Hubble Discovers the Gases that Have Saved our Neighbor Galaxies
by Ashley Dreiling
Unless you’re an astronomer, you may not know that the Earth’s galaxy, The Milky Way, regularly consumes smaller, dwarf galaxies. That’s why the survival of our nearest galactic neighbors, the Large and Small Magellanic Clouds, has puzzled scientists for years, until a recent Hubble discovery may reveal the answer.
According to a September 2022 paper published in Nature, the Large Magellanic Cloud (LMC) maintains a large corona of hot gas that surrounds it and the Small Magellanic Cloud (SMC), preventing The Milky Way from stealing their raw material.
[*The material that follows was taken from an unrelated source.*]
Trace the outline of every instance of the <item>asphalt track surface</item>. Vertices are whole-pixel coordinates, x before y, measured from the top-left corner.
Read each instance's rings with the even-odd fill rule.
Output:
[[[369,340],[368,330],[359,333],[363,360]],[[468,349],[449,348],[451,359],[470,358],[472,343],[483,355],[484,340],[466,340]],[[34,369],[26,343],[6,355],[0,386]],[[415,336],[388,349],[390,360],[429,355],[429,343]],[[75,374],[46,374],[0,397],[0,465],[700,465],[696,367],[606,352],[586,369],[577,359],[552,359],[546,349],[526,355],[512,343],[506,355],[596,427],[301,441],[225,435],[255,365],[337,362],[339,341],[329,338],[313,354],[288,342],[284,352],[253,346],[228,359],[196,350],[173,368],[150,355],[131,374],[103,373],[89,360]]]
Trails of gas from the dwarf galaxies were detected some time ago, but astronomers got a much better look when combining the observations of the Hubble space telescope and the former Far Ultraviolet Spectroscopic Explorer satellite.
The study reports that galaxies form out of primordial gas clouds, and the larger ones retain a portion as coronas. Although considered a dwarf galaxy, the LMC’s corona was large enough to protect itself and the SMC. The corona is the reason galaxies can be seen by the naked eye in dark skies around the Southern Hemisphere. These protective gases are tenuous and not infinite. Each encounter with the Milky Way or another object wears away part of the corona.
The shield won’t last forever. Scientists predict both the LMC and SMC are going to fall directly into The Milky Way’s orbit, and disappear. Perhaps we’re doing all we can in the meantime, studying and enjoying the abundance of stars these two galaxies putting forth before it’s too late.